Keywords

1 Introduction

The research and application of computer vision, computer graphics, image processing and machine learning in recent years brings us a lot of advantages [3,4,5,6]. They are applied in many fields like 3D simulation, game industry, medical diagnostics or digital heritages. These knowledge and solutions are also popular and widely used in the systems of security, access control, check-in and check-out, objects tracking and monitoring, identify verification services, etc., and proved usefully and efficiently. The researches in face recognition system have been becoming popular along with development of artificial intelligence and deep learning techniques [7, 8]. A facial recognition system is an application capable of matching a human face from a digital image or a video frame of a camera with a given image in the database system. Using the machine learning methods and deep learning techniques are best solutions to obtain the high accuracy and adapt real time processing. Transfer learning and image augmentation are additional techniques in image processing and machine learning that can help improving precision of the face recognition systems.

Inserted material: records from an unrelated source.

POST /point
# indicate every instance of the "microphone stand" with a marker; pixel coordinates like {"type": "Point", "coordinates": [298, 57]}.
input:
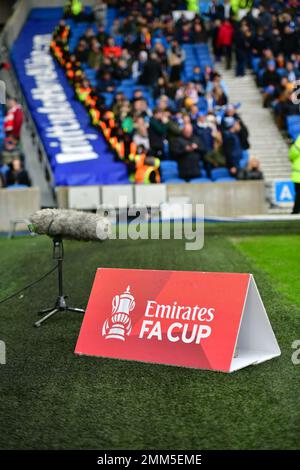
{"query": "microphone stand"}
{"type": "Point", "coordinates": [61, 304]}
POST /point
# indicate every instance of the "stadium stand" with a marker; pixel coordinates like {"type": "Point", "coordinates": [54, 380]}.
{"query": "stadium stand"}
{"type": "Point", "coordinates": [100, 64]}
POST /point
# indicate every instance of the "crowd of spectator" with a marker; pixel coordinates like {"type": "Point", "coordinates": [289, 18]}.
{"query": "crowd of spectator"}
{"type": "Point", "coordinates": [267, 40]}
{"type": "Point", "coordinates": [12, 171]}
{"type": "Point", "coordinates": [170, 116]}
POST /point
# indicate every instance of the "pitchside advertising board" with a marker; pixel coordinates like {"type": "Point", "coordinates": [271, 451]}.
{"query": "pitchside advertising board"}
{"type": "Point", "coordinates": [213, 321]}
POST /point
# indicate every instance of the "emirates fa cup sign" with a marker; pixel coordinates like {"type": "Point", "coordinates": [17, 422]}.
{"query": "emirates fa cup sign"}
{"type": "Point", "coordinates": [119, 324]}
{"type": "Point", "coordinates": [211, 321]}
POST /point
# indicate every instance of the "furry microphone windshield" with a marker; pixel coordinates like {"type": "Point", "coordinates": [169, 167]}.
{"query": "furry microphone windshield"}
{"type": "Point", "coordinates": [70, 224]}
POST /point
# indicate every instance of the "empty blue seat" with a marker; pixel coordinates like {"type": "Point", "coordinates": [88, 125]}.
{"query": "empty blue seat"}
{"type": "Point", "coordinates": [169, 170]}
{"type": "Point", "coordinates": [175, 180]}
{"type": "Point", "coordinates": [227, 179]}
{"type": "Point", "coordinates": [218, 173]}
{"type": "Point", "coordinates": [200, 180]}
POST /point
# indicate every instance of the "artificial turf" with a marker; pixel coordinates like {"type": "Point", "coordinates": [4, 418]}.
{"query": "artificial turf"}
{"type": "Point", "coordinates": [52, 399]}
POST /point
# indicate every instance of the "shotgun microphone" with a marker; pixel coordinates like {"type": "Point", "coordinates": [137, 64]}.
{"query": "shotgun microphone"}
{"type": "Point", "coordinates": [70, 225]}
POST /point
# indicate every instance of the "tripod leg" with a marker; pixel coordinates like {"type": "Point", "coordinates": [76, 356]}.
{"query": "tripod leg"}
{"type": "Point", "coordinates": [46, 310]}
{"type": "Point", "coordinates": [50, 314]}
{"type": "Point", "coordinates": [77, 310]}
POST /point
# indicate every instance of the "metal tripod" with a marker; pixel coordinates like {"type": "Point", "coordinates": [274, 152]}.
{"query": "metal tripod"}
{"type": "Point", "coordinates": [61, 304]}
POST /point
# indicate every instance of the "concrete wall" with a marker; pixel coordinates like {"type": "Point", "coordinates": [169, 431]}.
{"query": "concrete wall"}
{"type": "Point", "coordinates": [219, 199]}
{"type": "Point", "coordinates": [224, 199]}
{"type": "Point", "coordinates": [21, 10]}
{"type": "Point", "coordinates": [17, 204]}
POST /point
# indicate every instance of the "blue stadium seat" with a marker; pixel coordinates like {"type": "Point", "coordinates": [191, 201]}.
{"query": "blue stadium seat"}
{"type": "Point", "coordinates": [175, 180]}
{"type": "Point", "coordinates": [169, 170]}
{"type": "Point", "coordinates": [227, 179]}
{"type": "Point", "coordinates": [218, 173]}
{"type": "Point", "coordinates": [200, 180]}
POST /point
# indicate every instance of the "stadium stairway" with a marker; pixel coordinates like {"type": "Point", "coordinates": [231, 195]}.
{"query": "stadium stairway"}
{"type": "Point", "coordinates": [266, 141]}
{"type": "Point", "coordinates": [101, 167]}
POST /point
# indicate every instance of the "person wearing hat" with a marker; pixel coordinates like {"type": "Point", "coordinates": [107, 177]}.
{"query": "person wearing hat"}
{"type": "Point", "coordinates": [232, 145]}
{"type": "Point", "coordinates": [294, 156]}
{"type": "Point", "coordinates": [270, 82]}
{"type": "Point", "coordinates": [188, 150]}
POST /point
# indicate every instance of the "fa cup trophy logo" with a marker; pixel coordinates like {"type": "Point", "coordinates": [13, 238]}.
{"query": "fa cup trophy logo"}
{"type": "Point", "coordinates": [119, 325]}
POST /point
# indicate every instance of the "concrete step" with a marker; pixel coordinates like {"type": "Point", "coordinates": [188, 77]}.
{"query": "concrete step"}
{"type": "Point", "coordinates": [265, 139]}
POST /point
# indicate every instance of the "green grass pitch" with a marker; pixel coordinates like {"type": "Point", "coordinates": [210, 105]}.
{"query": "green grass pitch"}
{"type": "Point", "coordinates": [52, 399]}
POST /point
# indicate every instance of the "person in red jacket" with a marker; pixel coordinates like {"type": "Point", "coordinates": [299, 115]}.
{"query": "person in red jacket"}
{"type": "Point", "coordinates": [14, 119]}
{"type": "Point", "coordinates": [225, 40]}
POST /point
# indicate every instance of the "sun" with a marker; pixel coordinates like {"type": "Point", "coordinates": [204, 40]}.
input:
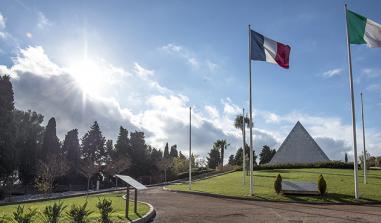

The existing identify systems like fingerprints, palm recognition, ID and passwords, etc., are developed and widely used in practice. However, these methods existed limitations such as fake images of fingers and palms, or missing the user name and password to check-in. Therefore, the needs for using face recognition system is increasing recent years because of its accuracy and necessary in both security system and objects monitoring system.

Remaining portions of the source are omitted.